Professor Lacey Samuels presents: Diverse mechanisms of cell wall secretion
1pm Thursday 13th October in the Plant Research Centre Auditorium
The Harold Woolhouse Lecture is named in honour of the former Director of the Waite Agricultural Research Institute. Professor Woolhouse finished his PhD at the University of Adelaide before spending much of his early career (during the 1960s and 1970s) researching heavy metals and senescence. Between 1980 and 1989, Professor Woolhouse developed and directed the world class plant biology research facility, the John Innes Centre (JIC) in Norwich, United Kingdom. In 1990, he became Director of the Waite Agricultural Research Institute and was responsible for the co-location of the South Australian Research and Development Institute and Primary Industries and Resources South Australia on the Waite Campus. He also masterminded the merging of Roseworthy Agricultural College with the University of Adelaide. He left Adelaide in August 1995 due to ill health and passed away in June 1996.

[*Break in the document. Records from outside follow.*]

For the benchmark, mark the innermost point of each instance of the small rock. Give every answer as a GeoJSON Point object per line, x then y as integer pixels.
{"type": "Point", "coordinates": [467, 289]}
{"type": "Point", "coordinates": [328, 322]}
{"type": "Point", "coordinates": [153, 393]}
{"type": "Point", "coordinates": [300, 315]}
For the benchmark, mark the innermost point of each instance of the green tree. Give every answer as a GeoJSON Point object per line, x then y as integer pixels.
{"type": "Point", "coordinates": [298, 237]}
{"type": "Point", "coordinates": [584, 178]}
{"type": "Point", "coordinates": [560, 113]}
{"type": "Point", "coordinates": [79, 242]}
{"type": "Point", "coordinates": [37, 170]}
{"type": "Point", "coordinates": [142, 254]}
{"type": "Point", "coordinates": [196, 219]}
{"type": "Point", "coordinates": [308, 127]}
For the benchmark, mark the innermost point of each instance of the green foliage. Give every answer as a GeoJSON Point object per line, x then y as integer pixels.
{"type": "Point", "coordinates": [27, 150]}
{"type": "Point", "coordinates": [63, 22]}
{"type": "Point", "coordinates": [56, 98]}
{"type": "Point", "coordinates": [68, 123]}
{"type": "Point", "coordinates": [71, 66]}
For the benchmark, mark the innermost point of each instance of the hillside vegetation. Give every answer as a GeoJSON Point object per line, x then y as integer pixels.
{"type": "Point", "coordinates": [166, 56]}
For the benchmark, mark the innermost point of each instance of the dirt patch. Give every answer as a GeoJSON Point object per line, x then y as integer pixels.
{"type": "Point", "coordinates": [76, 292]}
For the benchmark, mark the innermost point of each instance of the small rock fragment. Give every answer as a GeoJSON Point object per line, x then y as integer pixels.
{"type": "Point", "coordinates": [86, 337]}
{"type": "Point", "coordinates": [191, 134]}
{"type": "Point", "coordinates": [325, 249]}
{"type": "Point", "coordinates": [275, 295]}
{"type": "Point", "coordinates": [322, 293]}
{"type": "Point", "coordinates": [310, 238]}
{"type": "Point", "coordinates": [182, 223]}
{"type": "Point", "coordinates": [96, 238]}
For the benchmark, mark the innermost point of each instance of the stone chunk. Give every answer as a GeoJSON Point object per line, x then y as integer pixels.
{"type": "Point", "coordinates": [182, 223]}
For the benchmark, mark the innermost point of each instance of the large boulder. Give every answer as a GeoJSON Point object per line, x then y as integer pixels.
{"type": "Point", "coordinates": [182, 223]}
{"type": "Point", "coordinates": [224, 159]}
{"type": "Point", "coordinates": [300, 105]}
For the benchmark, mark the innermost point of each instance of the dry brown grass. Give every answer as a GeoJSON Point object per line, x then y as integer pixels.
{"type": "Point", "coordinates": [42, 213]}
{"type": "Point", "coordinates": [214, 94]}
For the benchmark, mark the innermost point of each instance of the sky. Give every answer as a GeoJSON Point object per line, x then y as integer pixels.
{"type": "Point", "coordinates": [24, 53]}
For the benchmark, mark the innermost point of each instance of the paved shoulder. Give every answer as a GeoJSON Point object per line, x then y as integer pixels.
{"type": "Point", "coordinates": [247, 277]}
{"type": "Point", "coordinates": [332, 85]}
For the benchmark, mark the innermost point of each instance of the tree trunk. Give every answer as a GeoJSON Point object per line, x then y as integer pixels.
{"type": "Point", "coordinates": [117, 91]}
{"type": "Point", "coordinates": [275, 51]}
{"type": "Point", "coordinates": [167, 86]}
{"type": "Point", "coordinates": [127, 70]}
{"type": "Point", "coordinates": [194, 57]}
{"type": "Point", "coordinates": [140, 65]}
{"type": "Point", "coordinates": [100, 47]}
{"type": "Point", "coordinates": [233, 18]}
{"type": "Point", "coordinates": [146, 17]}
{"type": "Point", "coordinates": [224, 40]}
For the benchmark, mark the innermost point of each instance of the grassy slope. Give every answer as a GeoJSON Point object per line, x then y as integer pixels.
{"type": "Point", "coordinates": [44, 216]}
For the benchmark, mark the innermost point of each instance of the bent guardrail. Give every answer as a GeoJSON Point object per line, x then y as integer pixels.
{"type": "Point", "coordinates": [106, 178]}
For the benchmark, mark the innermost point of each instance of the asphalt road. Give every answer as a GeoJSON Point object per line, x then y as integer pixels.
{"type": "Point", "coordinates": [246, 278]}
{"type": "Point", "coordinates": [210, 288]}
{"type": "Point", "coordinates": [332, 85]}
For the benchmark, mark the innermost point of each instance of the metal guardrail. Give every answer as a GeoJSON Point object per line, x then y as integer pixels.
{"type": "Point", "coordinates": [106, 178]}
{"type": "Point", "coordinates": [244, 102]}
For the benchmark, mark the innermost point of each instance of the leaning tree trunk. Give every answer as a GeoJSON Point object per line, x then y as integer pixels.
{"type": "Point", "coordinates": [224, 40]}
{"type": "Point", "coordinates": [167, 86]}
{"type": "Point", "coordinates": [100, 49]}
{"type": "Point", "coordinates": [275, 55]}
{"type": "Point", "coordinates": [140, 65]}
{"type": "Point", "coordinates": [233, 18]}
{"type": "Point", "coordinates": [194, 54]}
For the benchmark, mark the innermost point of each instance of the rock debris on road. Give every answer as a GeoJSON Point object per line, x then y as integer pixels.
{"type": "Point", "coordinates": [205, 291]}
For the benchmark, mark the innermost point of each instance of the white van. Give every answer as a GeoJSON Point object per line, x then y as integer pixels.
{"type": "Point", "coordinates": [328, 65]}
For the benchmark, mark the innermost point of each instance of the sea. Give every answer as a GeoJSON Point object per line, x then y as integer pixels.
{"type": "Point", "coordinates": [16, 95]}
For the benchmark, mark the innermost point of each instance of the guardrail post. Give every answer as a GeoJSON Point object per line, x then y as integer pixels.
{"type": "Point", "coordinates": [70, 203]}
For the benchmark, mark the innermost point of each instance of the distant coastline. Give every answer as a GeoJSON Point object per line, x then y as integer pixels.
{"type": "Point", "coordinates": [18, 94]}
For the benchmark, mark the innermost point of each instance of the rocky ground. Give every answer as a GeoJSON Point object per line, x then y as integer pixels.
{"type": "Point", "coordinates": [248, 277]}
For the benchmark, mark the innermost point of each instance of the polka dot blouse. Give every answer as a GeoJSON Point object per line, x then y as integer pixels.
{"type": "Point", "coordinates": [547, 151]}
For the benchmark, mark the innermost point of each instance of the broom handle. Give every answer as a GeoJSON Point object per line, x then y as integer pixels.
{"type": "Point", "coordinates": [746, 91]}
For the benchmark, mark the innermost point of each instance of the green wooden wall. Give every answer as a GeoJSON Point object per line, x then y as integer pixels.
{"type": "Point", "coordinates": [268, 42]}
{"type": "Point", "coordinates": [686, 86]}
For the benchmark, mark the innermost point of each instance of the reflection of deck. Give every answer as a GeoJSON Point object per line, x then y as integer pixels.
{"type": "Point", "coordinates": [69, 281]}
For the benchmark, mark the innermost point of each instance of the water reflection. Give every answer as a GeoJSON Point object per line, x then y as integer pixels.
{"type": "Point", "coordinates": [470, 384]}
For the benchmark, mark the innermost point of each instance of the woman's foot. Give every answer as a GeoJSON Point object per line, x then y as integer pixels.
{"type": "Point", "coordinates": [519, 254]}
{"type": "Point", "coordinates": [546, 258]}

This year the Harold Woolhouse Lecture will be given by Professor Lacey Samuels on Thursday 13th October in the Plant Research Centre Auditorium.
Professor Samuels has a B.Sc. in Honours Neurobiology from McGill University in Montreal, and a Ph.D. in Botany, from the University of British Columbia in Vancouver, BC., Canada. She did post-doctoral studies at the University of Colorado, Boulder, USA and at UBC Vancouver, where she became an Assistant Professor in 2000. Research in the Samuels laboratory focuses on biosynthesis of plant cell walls, both cell wall polysaccharides as well as specialized cell wall components, such as lipidic waxes on the plant surface and lignin in wood. The approach is to integrate advanced microscopy techniques with molecular biology and biochemistry to put cell wall biosynthesis and secretion into a cellular context.
Professor Samuels was Head of the UBC Botany department from 2011-2016, and is the current co-Institutional Leader of the Centre for the Integration of Research, Teaching, and Learning at UBC.